Speaking of gluttons, I was surprised to hear that Weekend Special a.k.a 2-Minute Noodle a.k.a minister of cooperative governance David ‘Des’ van Rooyen spent so much time at the Guptas house. Former Public Protector Thuli Madonsela found he’d made at least 17 calls from the Saxonwold compound. They obviously didn’t have time to get their story straight because Atul Gupta told Thuli that the minister had never even been to their house. I suppose it’s possible he was calling from the street outside.
“Atul, open the gate!”
“Who is it?”
“It’s me, David.”
“David, man. Dave. Open up. I think the cops saw me.”
“Dave’s not here.”
“What the hell? No, man. I’m Dave. Open up.”
The saddest part is that Van Rooyen spent Valentines Day with the Guptas this year. Maybe it’s not sad at all. When you consider that Eskom CEO Brian Molefe visited the Indians 19 times in four months and in six made over forty telephone calls to Ajay, the oldest, sugariest daddy of the family, you have to wonder if there wasn’t perhaps something else going on here. Atul, Ajay and Rajesh. That’s a ready-made threesome right there. Just add malfeasance. Perhaps all this talk of coal mines and contracts was just a smokescreen to cover up what was really happening at Sexonwold. The platinum-plated Jacuzzis, the late-night nudity, the discreet oral favours in return for information. Leopards on leashes and a blindfolded jazz quartet in the corner. A subtle reminder that goodies will be provided but you should bring your own bag. For the sake of the environment, of course. And also fingerprints.
So here we are. I can’t help feeling Thuli didn’t go far enough. I was hoping that by now Radovan Krecjir and Oscar Pistorius would be picking teams for the afternoon game. I don’t know if Zuma, Molefe, Zwane, Van Rooyen, Eskom’s board of directors, the Guptas etc even know how to play soccer. I don’t suppose it really matters. They’d just make up the rules as they go along.

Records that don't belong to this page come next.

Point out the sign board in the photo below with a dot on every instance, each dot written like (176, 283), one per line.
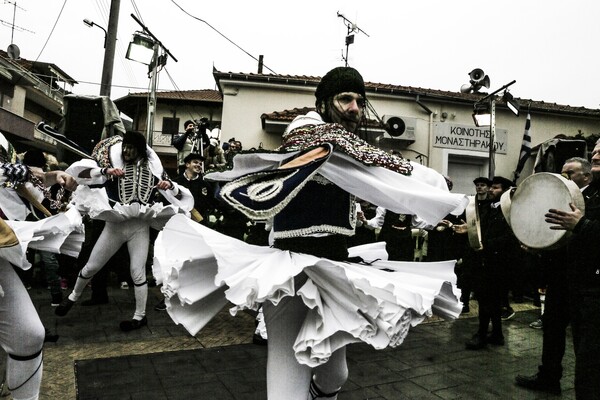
(466, 137)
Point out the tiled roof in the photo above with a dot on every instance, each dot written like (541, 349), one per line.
(288, 115)
(39, 67)
(196, 95)
(312, 81)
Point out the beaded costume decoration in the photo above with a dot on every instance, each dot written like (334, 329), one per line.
(308, 136)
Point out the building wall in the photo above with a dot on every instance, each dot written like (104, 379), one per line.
(244, 104)
(445, 138)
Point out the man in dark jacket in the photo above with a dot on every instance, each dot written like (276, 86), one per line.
(490, 277)
(583, 276)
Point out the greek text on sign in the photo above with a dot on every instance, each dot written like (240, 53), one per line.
(467, 137)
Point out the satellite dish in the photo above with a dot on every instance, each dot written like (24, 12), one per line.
(13, 52)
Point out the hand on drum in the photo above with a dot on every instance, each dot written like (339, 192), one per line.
(564, 220)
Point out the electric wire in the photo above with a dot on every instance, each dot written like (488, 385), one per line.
(216, 30)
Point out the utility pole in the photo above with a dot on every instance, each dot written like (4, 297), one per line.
(109, 50)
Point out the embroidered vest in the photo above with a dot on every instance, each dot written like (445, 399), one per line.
(320, 207)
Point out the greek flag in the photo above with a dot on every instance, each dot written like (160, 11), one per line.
(525, 148)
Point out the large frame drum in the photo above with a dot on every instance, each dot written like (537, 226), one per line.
(531, 201)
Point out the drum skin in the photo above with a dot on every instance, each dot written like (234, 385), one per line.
(531, 201)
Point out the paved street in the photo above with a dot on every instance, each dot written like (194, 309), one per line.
(93, 359)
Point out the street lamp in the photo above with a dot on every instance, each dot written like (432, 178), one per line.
(141, 49)
(484, 114)
(144, 48)
(92, 23)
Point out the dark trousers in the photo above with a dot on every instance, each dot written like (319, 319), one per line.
(585, 324)
(556, 318)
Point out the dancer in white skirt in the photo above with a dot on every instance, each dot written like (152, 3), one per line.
(21, 331)
(131, 175)
(315, 302)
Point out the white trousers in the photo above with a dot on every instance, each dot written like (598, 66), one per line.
(21, 335)
(286, 377)
(134, 232)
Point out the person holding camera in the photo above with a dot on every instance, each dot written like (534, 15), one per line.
(193, 140)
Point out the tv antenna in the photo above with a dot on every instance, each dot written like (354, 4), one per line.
(13, 49)
(352, 27)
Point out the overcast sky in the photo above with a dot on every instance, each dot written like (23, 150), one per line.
(550, 47)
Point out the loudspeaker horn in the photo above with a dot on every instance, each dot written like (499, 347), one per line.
(485, 82)
(395, 126)
(477, 75)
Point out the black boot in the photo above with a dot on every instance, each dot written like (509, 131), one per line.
(477, 342)
(539, 382)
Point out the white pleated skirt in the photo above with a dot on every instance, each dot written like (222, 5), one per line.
(201, 271)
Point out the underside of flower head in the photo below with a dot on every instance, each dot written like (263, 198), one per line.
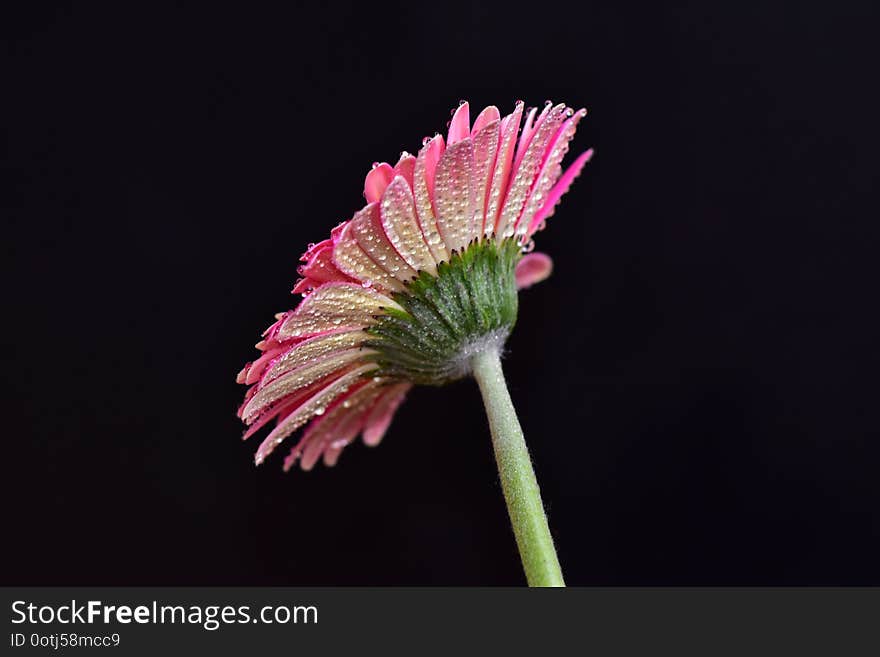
(413, 284)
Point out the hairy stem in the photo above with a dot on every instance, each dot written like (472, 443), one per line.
(517, 476)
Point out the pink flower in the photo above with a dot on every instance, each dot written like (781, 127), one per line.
(413, 283)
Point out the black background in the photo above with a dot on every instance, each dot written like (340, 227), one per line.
(697, 381)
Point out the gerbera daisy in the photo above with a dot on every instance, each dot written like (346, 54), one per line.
(419, 287)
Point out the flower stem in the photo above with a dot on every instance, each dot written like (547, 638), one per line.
(517, 476)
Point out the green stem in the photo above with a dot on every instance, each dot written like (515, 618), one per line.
(517, 476)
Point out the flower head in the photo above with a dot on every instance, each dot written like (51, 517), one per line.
(418, 280)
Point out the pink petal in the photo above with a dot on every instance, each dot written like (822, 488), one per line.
(376, 182)
(485, 152)
(405, 167)
(325, 427)
(504, 160)
(298, 379)
(319, 266)
(549, 172)
(455, 195)
(370, 235)
(559, 189)
(312, 407)
(487, 116)
(525, 173)
(350, 257)
(380, 416)
(334, 306)
(398, 216)
(460, 126)
(533, 268)
(423, 192)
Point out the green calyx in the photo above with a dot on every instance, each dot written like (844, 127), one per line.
(470, 305)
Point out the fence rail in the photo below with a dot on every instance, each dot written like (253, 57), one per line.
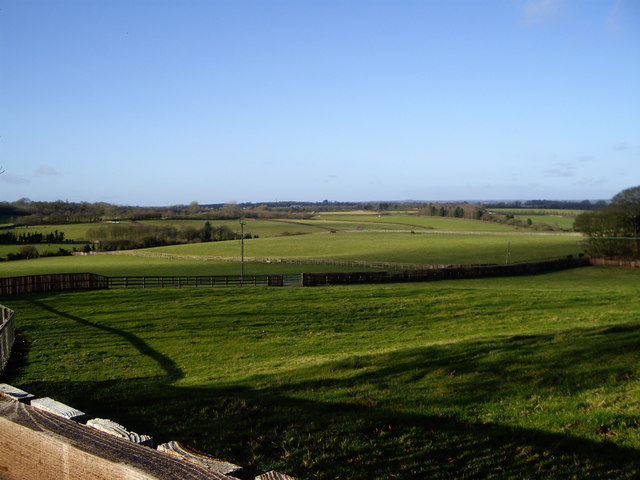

It somehow seems fitting that, at the lowest point of his political career, President Jacob Zuma chose to visit his appalling counterpart in Zimbabwe. Well done, Jake.
Meanwhile, bring on the judicial commission of inquiry. If that gets hijacked, let’s give Dog the Bounty Hunter a call. I’ll put up the first thousand bucks.
Of course, none of this matters if Donald Trump wins on Tuesday. Start building your nuclear bunkers, people. You just never know.